The Commissioner's Plan of 1811 called for strict use of a grid in Manhattan, but Stuyvesant Street was an exception in the plan. Into the 20th century, Stuyvesant Street ran east all the way through to Second Avenue, fronting St. Mark's Church in-the-Bowery, but the portion of the street between 10th Street and Second Avenue, directly in front of the church, is now Abe Lebewohl Park. For street-pattern reasons this small plot of land had been turned into a sitting area in 1938 by the Works Progress Administration and called St. Mark’s Park, but by the 1970s it had become filthy and drug-ridden. Marilyn Appleberg, president of the 10th and Stuyvesant Streets Block Association, found that the New York City Department of Parks and Recreation was responsible for the upkeep of the property. In 1980 she, along with Beth Flusser and Abe Lebewohl, the owner of the nearby Second Avenue Deli, began a petition to save the park. On March 4, 1996, Lebewohl was shot and killed while handling a bank transaction at a neighborhood bank. That same year, the park underwent a long-awaited renovation by the Parks Department. Appleberg fought to have the name of the park changed to honor Lebewohl and she again won. In 2012, the Greenwich Village Society for Historic Preservation gave Appleberg a Village Award in recognition of her many efforts in the neighborhood.

Another section of the original street between Third and Fourth Avenues became the location of a block-wide building, 45 Fourth Avenue, built in 1960 to be part of the Cooper Union campus.
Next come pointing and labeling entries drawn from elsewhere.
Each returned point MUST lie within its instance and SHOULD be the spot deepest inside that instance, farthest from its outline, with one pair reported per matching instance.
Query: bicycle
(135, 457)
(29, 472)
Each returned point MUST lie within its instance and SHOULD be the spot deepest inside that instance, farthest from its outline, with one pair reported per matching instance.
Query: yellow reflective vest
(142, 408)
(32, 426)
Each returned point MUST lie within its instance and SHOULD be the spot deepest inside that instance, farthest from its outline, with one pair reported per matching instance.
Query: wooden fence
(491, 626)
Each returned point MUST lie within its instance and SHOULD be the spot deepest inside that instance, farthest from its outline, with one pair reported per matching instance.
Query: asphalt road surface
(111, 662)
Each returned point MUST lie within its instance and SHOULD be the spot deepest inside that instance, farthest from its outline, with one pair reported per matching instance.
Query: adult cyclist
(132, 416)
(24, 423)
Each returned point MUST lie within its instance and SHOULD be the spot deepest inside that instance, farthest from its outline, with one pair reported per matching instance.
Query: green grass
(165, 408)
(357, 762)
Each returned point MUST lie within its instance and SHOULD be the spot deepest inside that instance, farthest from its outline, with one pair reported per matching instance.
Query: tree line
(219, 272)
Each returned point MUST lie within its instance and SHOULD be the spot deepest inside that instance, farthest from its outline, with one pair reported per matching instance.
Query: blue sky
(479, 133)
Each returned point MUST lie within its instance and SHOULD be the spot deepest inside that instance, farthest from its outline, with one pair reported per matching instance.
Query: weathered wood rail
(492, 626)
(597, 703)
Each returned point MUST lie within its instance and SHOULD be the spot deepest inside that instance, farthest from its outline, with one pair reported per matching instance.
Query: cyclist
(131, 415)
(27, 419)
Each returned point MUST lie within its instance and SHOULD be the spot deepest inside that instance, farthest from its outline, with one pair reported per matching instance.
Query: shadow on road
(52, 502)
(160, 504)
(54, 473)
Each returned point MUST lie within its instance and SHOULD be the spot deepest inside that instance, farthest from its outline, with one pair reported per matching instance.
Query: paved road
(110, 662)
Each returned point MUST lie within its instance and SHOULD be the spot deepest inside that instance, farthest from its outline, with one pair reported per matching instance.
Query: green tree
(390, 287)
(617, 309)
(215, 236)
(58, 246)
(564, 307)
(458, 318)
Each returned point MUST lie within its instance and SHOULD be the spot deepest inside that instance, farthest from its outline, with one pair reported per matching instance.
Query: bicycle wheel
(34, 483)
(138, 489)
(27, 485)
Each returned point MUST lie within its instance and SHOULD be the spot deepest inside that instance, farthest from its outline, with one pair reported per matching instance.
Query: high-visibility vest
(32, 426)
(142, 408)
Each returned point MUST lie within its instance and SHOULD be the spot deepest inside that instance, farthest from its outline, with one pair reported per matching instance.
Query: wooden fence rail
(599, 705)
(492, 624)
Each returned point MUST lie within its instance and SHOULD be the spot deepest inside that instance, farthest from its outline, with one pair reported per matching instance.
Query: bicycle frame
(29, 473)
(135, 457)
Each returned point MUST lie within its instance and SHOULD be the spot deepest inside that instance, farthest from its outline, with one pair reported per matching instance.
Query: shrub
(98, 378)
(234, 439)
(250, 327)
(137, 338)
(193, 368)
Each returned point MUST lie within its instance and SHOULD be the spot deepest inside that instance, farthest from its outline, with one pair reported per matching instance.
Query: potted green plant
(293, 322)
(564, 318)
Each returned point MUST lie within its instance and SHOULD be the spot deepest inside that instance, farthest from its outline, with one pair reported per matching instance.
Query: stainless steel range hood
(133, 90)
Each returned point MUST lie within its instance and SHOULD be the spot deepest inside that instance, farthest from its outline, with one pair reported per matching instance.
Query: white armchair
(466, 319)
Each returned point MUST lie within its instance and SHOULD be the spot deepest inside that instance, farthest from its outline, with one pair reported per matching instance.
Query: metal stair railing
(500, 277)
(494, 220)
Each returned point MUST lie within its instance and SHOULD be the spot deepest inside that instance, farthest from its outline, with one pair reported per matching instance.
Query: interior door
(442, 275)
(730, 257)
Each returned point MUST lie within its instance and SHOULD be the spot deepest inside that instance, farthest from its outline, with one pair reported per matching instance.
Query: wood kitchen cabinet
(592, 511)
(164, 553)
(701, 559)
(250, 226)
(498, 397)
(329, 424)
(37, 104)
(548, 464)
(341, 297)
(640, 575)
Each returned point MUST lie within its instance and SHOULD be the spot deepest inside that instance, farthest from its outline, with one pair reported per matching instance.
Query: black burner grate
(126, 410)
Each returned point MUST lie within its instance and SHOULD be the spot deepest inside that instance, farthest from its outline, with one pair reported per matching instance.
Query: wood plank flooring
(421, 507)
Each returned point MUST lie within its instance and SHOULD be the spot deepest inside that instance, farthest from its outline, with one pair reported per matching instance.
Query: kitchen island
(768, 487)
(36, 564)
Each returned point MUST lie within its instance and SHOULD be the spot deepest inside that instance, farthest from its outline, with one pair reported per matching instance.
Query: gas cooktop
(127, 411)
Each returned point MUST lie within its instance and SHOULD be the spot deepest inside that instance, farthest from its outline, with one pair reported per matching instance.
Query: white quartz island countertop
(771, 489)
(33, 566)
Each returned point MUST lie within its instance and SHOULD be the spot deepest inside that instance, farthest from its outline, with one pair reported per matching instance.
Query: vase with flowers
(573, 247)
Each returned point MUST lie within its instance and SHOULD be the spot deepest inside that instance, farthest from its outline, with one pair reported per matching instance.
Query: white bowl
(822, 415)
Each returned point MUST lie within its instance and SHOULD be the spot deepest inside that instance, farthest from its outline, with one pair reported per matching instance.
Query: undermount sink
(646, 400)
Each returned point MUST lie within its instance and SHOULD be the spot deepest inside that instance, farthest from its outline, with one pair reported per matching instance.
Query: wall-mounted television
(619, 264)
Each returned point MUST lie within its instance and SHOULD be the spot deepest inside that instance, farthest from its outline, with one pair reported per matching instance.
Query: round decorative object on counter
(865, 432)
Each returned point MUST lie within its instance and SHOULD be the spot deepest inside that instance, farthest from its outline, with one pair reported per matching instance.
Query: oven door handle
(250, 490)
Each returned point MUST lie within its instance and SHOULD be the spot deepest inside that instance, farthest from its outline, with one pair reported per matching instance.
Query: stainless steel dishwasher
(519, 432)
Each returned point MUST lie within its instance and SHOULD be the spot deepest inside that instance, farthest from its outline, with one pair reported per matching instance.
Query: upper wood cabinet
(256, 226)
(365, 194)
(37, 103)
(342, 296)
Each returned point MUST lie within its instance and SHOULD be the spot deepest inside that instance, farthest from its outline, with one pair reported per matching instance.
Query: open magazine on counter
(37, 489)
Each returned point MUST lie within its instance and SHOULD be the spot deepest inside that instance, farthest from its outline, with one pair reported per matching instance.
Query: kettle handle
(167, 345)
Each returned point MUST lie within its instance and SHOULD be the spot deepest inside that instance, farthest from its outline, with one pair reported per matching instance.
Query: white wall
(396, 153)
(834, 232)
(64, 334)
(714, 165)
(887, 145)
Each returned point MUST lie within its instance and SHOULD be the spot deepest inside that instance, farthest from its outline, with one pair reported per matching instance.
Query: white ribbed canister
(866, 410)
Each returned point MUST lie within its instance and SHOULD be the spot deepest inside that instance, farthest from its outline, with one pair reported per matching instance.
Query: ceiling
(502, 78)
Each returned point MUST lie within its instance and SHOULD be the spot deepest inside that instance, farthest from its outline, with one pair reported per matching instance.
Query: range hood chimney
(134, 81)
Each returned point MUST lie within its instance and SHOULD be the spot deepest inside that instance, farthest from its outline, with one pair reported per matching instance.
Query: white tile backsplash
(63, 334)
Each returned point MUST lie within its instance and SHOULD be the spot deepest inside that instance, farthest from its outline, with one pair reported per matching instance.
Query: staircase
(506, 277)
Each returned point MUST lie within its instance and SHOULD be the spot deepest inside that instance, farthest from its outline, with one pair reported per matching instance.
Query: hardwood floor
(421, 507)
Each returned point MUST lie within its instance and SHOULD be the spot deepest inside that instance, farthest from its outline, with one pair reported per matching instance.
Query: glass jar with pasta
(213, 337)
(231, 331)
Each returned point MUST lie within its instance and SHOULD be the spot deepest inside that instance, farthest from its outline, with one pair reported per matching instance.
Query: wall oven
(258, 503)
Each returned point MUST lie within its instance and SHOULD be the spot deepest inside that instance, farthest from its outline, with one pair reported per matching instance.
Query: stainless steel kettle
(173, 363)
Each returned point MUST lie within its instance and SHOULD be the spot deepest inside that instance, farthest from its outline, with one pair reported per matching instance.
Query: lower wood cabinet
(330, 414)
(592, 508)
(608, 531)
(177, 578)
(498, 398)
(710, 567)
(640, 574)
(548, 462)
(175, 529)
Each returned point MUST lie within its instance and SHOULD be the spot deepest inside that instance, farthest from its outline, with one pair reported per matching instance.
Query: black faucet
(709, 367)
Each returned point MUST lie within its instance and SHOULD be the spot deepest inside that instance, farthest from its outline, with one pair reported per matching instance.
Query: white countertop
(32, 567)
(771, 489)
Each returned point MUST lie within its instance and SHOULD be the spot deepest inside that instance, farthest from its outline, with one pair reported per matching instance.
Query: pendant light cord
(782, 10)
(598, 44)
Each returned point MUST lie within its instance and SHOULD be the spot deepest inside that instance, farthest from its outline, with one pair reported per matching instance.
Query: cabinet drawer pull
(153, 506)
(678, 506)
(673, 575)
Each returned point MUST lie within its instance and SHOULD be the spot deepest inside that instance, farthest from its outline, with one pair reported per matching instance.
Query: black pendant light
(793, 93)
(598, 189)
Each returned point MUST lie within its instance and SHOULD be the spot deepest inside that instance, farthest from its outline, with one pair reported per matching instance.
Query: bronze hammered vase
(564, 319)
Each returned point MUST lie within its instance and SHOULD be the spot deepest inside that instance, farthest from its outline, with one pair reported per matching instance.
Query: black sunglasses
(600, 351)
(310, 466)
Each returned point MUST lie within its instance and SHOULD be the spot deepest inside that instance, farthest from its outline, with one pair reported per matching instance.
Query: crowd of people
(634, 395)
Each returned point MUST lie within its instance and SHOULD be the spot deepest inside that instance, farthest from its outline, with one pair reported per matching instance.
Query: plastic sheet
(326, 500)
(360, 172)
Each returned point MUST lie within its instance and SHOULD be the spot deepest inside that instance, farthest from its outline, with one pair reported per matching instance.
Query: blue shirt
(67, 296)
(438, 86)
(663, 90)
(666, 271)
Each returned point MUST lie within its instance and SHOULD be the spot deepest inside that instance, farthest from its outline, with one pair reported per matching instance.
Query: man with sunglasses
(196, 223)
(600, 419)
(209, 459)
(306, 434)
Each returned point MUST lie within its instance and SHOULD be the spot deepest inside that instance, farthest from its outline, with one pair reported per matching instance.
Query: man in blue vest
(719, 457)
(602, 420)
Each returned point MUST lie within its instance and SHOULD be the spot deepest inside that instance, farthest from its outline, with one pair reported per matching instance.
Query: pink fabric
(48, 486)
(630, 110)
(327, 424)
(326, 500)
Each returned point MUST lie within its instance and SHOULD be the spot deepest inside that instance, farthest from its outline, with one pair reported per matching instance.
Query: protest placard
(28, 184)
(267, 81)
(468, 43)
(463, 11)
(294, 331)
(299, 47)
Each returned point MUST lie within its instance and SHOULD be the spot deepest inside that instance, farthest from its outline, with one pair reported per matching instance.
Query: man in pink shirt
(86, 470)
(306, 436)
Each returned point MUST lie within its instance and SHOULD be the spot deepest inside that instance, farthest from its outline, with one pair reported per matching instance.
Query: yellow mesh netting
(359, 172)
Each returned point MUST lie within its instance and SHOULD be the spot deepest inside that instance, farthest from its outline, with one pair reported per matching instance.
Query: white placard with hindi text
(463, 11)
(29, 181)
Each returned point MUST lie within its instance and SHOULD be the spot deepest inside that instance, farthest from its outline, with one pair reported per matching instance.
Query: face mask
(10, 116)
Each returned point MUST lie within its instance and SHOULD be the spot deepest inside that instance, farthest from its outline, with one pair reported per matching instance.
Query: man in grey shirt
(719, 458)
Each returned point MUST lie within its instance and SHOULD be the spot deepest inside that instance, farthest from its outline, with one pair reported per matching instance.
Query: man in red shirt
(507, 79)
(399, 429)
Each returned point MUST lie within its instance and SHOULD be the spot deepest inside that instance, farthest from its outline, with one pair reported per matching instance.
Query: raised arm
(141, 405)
This section of the street was restored in 2011-2012 as a pedestrian plaza by the construction of 51 Astor Place and new park space implemented by the Department of Transportation.

East of Second Avenue, there are still several buildings whose footprints conform to the east–west path of Stuyvesant Street. Examples include 407 East 12th Street.

==In popular culture==
- In the film The Interpreter (2005), Nicole Kidman's character lives at 10th Street and Stuyvesant, and the location is used heavily in the film.